I guess I can take away one thing from this all …

“If you’re working with local datasets (not Spark distributed size), Polars the new kid on the block, easy to write and blazing fast, putting all others to shame.”

– Me

Polars is on my radar now, going to be looking for an excuse to use it.

3 replies
  1. Jon
    Jon says:

    Hey, I’d recommend trying DuckDB out (even though it’s technically not a dataframe). I’ve seen it perform close to polars, and the syntax is much simpler (SQL).

    Also, have you tried Andy Grove’s Ballista crate?
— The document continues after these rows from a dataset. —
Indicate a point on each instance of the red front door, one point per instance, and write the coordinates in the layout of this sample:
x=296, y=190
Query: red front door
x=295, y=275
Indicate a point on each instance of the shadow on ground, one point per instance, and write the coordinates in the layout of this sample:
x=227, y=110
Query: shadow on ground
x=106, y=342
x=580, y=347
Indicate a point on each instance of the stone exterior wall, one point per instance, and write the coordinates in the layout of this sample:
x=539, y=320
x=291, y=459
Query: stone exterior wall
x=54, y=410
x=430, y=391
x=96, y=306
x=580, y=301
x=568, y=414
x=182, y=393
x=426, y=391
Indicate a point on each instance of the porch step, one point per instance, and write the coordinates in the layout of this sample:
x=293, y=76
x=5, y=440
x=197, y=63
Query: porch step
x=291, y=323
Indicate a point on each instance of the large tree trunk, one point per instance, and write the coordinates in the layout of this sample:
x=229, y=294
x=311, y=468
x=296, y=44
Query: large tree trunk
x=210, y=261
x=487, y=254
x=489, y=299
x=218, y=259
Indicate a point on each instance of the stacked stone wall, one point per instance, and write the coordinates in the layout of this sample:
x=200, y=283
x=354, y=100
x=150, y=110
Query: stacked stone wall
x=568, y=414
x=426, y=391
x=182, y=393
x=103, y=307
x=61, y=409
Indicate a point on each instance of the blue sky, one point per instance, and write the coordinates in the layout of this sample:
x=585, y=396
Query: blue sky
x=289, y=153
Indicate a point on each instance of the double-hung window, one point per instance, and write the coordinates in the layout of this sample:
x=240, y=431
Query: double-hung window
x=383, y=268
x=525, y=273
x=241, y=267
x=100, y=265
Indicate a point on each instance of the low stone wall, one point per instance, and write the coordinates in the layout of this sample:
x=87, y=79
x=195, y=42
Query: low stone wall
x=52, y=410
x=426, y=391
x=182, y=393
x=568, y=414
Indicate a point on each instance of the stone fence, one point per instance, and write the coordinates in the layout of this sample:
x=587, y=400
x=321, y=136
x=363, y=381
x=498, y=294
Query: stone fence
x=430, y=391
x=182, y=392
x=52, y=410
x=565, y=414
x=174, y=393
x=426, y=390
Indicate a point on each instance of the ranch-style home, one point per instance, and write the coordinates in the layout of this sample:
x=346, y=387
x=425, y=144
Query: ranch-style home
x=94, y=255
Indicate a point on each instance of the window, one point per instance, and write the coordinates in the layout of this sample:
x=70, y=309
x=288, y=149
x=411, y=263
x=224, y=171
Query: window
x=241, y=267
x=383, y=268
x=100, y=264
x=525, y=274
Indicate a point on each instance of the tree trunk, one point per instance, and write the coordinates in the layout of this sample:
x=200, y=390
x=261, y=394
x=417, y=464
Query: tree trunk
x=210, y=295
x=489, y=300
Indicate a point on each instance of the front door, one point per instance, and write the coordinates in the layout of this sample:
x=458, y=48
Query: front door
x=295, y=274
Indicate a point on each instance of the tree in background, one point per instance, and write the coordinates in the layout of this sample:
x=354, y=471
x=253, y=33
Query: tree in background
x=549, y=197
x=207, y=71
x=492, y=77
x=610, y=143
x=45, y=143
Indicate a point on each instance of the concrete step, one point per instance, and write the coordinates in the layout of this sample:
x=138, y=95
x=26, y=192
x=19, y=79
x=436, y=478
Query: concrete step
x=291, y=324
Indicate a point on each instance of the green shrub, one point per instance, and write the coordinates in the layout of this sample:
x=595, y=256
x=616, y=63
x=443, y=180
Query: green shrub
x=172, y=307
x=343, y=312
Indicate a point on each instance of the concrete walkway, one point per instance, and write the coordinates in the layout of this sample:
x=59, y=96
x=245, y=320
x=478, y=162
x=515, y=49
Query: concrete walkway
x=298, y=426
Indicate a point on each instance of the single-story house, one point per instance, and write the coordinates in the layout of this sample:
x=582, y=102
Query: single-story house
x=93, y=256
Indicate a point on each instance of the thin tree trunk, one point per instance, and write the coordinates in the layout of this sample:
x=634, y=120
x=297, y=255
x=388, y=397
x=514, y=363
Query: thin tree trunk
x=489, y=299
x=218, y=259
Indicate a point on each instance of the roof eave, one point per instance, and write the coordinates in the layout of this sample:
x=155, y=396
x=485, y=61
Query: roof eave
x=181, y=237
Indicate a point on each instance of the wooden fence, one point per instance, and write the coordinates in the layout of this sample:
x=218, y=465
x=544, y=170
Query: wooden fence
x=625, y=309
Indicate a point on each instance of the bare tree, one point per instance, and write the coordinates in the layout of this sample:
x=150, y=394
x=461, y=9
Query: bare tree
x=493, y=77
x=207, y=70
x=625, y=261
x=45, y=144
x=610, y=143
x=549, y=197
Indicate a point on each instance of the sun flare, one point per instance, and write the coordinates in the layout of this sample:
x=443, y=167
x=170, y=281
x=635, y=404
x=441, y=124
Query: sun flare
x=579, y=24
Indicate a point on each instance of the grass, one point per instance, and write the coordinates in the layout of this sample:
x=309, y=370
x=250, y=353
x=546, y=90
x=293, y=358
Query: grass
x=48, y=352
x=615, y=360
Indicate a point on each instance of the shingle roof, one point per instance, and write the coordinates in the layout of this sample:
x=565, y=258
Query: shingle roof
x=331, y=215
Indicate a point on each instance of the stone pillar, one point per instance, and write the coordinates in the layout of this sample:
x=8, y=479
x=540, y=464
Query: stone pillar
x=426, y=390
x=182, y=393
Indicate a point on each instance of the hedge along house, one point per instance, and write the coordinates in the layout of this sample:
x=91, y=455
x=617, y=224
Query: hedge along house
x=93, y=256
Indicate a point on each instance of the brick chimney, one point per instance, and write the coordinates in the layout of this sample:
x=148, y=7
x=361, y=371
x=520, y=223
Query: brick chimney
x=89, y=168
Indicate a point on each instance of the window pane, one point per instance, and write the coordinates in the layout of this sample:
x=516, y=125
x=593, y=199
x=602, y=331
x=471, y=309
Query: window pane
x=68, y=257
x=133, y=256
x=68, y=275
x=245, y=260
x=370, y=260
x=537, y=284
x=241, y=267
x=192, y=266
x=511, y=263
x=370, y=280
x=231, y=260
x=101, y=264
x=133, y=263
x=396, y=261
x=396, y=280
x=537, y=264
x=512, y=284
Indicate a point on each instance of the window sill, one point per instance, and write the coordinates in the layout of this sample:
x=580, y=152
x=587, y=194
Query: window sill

It’s distributed datafusion essentially.

  2. Leon Bam
    Leon Bam says:

    Hello, thanks for sharing this.
    I was able to reproduce the results (clone from github), and was able to improve the results of Polars to ~0.7 sec just by changing this line:
    df = q.lazy().groupby(pl.col(“started_at”).dt.month()).agg(pl.count()).collect(streaming=True).
    Polars is very promising tool!!

  3. Michael Gardner
    Michael Gardner says:

    Pandas with duckdb has been my go-to lately for data that doesn’t require spark cluster. It basically turns pandas into pyspark. If duckdb ever officially supports the delta file formant it might become my daily driver.